- Full name: Deng Shudi
- Born: 10 September 1991 (age 34) Guiyang, Guizhou, China
- Height: 1.63 m (5 ft 4 in)

Gymnastics career
- Discipline: Men's artistic gymnastics
- Country represented: China
- Club: National Team
- Head coach: Huang Yubin
- Medal record
Representing China
Olympic Games
| Bronze medal – third place | 2016 Rio de Janeiro | Team |
World Championships
| Gold medal – first place | 2014 Nanning | Team |
| Gold medal – first place | 2018 Doha | Team |
| Silver medal – second place | 2019 Stuttgart | Team |
| Bronze medal – third place | 2015 Glasgow | Team |
| Bronze medal – third place | 2015 Glasgow | All-around |
| Bronze medal – third place | 2015 Glasgow | Parallel bars |
Asian Games
| Gold medal – first place | 2018 Jakarta | Rings |
| Gold medal – first place | 2018 Jakarta | Team |
National Games
| Gold medal – first place | 2017 Tianjin | Team |
| Silver medal – second place | 2013 Liaoning | Team |
| Silver medal – second place | 2017 Tianjin | All-around |
| Silver medal – second place | 2021 Shaanxi | Floor exercise |
| Bronze medal – third place | 2013 Liaoning | All-around |
| Bronze medal – third place | 2013 Liaoning | Parallel bars |
| Bronze medal – third place | 2013 Liaoning | Horizontal bar |

= Deng Shudi =

Chinese artistic gymnast

Deng Shudi (邓书弟 (鄧書弟, Dèng Shūdì); born September 10, 1991) is a Chinese artistic gymnast. He competed for the Chinese national team at the 2014 and 2015 World Championships.

==Gymnastics career==
At the 2014 World Artistic Gymnastics Championships in Nanning, China, Deng competed on all six apparatuses in the men's team final, contributing a total score of 89.914 to the team's first-place finish. Individually, he finished sixth in the all-around with a score of 89.732 and fourth in parallel bars with a score of 15.666.

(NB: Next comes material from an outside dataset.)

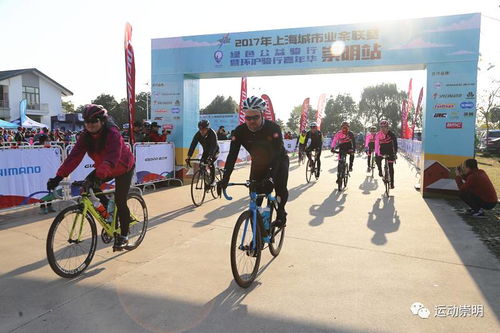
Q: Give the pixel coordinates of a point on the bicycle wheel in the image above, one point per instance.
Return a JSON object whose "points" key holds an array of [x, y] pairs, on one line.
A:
{"points": [[139, 220], [71, 242], [277, 238], [218, 178], [198, 188], [309, 171], [245, 258]]}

In 2015, Deng competed at the 2015 World Artistic Gymnastics Championships in Glasgow. In the team final, he competed in floor (14.966), rings (14.600), vault (15.233) and parallel bars (16.066), contributing to the Chinese team's third-place finish behind Japan and Great Britain. He came third in the individual all-around with a score of 90.099, which was the first medal in men's all-around at World Championships or Olympics level for China since Yang Wei won the all-around title at the 2008 Beijing Olympics seven years prior. Deng also tied with Oleg Stepko for a bronze medal in parallel bars, and finished fourth in floor exercise.

In 2018, he won the artistic gymnastics men's rings with a score of 14.750 at the 18th Asian Games in Jakarta, Indonesia.